Vectorization: one operation over the whole tensor
Instead of looping element-by-element, you express the operation once
and it applies to the entire tensor. In PyTorch you'd write prices * 1.1; here we model it with a comprehension. The payoff is twofold: the
code reads like the math (scores = features @ weights), and the real
libraries run it far faster than a Python for loop because the work
happens in optimized native code, not one element at a time.
Broadcasting: stretching a smaller shape to fit
You often want to combine tensors of different shapes — add one bias number to every feature, or add a row of biases to every row of a batch. Broadcasting is the rule that stretches the smaller operand to match the bigger one:
vector + scalar→ the scalar is applied to every element.matrix + row_vector→ the row is added to every row of the matrix (the row's length must equal the matrix's column count).

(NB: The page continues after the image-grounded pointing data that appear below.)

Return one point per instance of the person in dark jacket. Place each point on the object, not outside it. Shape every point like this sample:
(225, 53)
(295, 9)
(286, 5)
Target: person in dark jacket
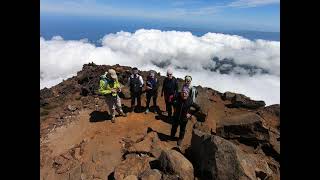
(169, 90)
(151, 90)
(135, 83)
(182, 113)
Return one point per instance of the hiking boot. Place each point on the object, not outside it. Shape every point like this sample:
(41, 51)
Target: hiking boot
(132, 108)
(113, 120)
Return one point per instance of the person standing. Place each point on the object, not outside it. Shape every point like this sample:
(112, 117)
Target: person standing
(182, 114)
(169, 90)
(109, 87)
(135, 83)
(151, 90)
(193, 93)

matrix = [[1, 2, 3], bias = [10, 20, 30]
[4, 5, 6]]
matrix + bias -> [[11, 22, 33],
[14, 25, 36]] # bias added to each row
Why a builder cares
Broadcasting is the rule behind both the magic ("why did adding a length-3 vector to a 2×3 matrix work?") and the bugs ("why did adding a length-2 vector to it crash?"). The shapes have to be compatible: the trailing dimensions must match or be 1. When AI-written tensor code throws a broadcasting error, you're not debugging calculus — you're checking that the shapes line up, exactly like the last lesson.